Jarrow's Work in Derivatives Published

The Johnson School's Jarrow compiles his work in derivatives and credit-risk modeling, even as mortgage-backed derivatives take center stage

October 13, 2008 | Ithaca, NY | The Johnson School at Cornell University and World Scientific Publishing Co. announce the publication of the new book "Financial Derivatives Pricing: Selected Works of Robert Jarrow." The book is a collection of original papers that contributed to significant advances in financial economics, written by Robert A. Jarrow, the Ronald P. and Susan E. Lynch Professor of Investment Management and professor of finance and economics at the Johnson School.

Jarrow is one of the co-inventors of the Heath-Jarrow-Morton framework for valuing interest rate derivatives, and is widely recognized for his breakthrough ideas in quantitative finance. His teaching and research interests involve the study of mathematical finance, and its application to derivatives, risk management, investments, and asset pricing theory. He currently is conducting research on economic bubbles, and whether bubbles can exist—and thus be identified—in the risk-management models being used today.

The new book is divided into three sections:

Jarrow is among the founders of the academic field of financial engineering, a sub-discipline of mathematics and finance that has received attention in recent weeks, during the U.S. financial markets crisis.
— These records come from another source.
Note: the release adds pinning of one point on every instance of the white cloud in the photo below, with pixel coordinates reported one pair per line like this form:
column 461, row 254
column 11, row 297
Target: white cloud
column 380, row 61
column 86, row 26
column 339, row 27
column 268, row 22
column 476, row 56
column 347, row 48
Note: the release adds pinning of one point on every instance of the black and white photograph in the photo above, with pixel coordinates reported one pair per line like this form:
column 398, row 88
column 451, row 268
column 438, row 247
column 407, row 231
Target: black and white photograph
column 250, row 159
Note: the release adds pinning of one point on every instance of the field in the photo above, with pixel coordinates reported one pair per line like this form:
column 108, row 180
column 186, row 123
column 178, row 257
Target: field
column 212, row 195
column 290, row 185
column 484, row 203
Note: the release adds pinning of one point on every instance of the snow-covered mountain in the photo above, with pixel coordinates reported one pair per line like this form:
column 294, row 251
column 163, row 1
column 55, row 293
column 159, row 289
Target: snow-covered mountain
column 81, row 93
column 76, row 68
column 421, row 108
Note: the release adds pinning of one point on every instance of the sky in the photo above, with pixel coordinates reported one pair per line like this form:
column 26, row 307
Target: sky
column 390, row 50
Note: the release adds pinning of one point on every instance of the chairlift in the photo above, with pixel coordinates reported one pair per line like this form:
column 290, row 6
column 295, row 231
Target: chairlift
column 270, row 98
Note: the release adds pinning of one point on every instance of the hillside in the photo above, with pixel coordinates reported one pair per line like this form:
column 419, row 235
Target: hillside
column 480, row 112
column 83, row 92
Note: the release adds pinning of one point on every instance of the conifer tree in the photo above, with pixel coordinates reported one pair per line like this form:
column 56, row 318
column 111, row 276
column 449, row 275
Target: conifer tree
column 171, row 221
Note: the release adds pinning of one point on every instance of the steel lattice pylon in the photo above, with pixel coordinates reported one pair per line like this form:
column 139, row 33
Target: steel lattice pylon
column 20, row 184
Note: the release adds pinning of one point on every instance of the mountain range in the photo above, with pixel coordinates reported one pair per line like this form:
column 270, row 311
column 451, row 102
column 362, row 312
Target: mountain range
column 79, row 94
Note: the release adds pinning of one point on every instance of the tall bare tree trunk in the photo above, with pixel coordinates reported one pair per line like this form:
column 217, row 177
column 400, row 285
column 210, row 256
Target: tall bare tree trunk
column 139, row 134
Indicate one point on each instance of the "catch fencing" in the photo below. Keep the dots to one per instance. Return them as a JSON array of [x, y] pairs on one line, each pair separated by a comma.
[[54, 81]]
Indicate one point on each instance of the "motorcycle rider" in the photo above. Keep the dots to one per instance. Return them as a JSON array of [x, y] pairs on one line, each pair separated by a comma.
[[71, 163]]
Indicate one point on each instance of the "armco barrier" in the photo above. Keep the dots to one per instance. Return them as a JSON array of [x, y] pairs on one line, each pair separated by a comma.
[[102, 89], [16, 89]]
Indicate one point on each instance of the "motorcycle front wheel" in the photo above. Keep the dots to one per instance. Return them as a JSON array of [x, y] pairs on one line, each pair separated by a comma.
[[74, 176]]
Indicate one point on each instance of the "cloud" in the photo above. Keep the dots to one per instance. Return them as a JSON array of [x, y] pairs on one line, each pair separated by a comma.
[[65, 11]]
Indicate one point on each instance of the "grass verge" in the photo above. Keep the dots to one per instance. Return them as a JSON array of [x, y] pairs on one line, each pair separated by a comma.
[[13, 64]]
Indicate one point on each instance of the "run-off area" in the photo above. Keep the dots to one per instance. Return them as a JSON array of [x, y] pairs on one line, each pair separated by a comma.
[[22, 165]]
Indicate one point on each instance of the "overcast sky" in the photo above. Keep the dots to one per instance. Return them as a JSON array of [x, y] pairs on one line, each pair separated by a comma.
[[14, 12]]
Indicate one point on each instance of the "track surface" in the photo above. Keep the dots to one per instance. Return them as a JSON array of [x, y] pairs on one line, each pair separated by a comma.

Professor Jarrow is in a unique position to identify the root causes of the sub-prime mortgage crisis, and he did so at a panel on the crisis, held on the Cornell campus in September.
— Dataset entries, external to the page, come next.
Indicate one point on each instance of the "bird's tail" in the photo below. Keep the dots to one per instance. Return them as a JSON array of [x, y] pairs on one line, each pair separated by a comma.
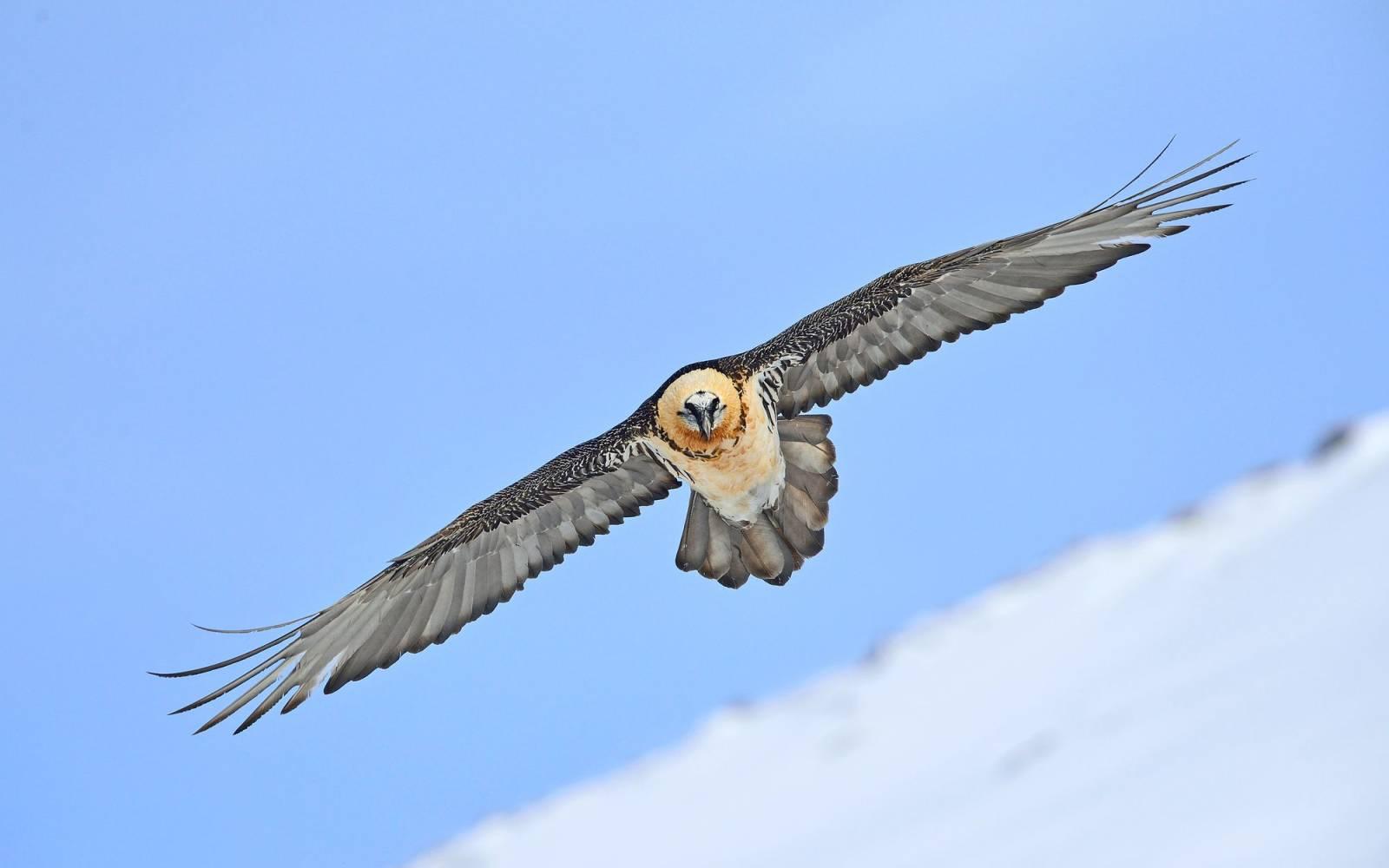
[[784, 536]]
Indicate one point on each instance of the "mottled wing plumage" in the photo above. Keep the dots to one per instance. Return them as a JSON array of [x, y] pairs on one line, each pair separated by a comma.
[[913, 310], [458, 575]]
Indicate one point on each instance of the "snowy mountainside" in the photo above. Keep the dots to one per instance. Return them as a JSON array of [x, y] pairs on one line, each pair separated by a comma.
[[1213, 691]]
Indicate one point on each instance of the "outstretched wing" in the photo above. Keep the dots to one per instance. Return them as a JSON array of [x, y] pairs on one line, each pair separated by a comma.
[[455, 576], [913, 310]]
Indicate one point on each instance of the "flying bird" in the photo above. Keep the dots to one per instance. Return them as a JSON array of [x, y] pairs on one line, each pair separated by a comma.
[[736, 430]]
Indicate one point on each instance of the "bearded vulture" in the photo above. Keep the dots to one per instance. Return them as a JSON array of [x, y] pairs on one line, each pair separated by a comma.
[[761, 471]]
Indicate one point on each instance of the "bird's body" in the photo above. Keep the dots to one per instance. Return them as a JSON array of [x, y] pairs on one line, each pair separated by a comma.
[[740, 470], [760, 470]]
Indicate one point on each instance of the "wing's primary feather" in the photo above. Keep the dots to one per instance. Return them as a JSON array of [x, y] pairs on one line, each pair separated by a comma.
[[913, 310], [458, 575]]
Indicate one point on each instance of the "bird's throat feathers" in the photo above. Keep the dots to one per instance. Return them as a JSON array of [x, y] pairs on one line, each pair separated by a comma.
[[673, 399]]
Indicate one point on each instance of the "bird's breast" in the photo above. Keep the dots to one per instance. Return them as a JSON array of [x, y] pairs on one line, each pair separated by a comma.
[[745, 477]]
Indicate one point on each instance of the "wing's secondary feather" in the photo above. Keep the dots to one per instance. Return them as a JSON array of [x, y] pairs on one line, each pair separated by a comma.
[[916, 309], [455, 576]]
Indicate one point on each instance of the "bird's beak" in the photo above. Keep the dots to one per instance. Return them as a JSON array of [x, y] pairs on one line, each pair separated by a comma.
[[706, 421]]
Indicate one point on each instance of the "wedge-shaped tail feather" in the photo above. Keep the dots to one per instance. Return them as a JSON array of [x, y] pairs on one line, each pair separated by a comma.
[[784, 536]]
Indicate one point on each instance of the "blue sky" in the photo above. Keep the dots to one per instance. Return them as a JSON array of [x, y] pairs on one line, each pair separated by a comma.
[[285, 289]]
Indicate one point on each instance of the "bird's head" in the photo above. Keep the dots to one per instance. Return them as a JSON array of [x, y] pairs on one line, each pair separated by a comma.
[[699, 409]]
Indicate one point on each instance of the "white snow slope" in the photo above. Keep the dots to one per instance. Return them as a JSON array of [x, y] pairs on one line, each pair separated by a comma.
[[1208, 692]]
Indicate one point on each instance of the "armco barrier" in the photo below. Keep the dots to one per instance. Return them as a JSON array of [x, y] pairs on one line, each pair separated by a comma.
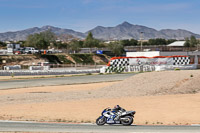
[[15, 67], [39, 68], [45, 72]]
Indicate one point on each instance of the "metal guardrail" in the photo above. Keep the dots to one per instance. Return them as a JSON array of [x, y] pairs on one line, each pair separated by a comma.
[[45, 72]]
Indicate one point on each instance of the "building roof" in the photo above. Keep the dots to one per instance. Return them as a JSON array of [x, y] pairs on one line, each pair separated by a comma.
[[177, 43]]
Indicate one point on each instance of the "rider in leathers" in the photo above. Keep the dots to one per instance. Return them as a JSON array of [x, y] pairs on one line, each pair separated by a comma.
[[118, 110]]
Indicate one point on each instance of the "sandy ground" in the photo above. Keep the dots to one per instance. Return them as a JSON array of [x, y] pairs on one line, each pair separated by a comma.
[[170, 97]]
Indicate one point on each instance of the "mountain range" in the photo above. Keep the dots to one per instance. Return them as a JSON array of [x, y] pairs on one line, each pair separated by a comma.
[[119, 32]]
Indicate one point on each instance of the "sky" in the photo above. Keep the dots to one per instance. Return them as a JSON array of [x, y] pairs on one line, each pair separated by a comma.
[[84, 15]]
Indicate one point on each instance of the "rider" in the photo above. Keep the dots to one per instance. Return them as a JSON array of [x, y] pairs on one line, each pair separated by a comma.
[[117, 108]]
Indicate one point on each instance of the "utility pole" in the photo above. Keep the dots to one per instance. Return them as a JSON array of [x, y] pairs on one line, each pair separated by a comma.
[[141, 38]]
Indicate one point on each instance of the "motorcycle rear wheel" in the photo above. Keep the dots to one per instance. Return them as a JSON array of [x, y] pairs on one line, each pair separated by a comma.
[[101, 121], [127, 122]]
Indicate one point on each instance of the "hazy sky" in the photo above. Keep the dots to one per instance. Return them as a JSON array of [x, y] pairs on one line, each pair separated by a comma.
[[83, 15]]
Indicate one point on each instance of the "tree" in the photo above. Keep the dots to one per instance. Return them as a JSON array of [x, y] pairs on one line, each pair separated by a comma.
[[90, 41], [41, 40], [192, 42], [157, 41], [187, 42], [75, 45], [116, 48], [2, 44], [127, 42]]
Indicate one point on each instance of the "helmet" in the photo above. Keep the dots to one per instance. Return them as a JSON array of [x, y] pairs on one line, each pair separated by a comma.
[[116, 107]]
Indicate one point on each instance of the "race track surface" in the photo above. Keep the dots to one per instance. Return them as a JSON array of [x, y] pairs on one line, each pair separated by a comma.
[[12, 84], [7, 126]]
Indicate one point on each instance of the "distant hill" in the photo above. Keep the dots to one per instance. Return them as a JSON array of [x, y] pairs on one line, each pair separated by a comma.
[[128, 31], [21, 35], [119, 32]]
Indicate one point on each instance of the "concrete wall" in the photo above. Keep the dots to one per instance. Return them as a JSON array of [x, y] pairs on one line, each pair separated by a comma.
[[146, 54]]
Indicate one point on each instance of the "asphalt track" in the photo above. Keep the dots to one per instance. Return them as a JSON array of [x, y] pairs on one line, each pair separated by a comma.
[[9, 126], [24, 83]]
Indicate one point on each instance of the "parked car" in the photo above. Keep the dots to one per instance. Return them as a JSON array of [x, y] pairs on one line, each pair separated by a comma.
[[31, 50], [19, 51]]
Sub-prime mortgaged backed bonds are highly complex derivatives, Jarrow said, a far cry from plain-vanilla bonds. These securities employed a complicated waterfall structure of interest payments, starting at the top, and defaults, starting at the bottom. "These securities are going to be hard to model and hard to understand," Jarrow said. In short, credit-risk models could not keep up with the pace at which sub-prime mortgage-backed securities were being created and deployed in the markets, he said.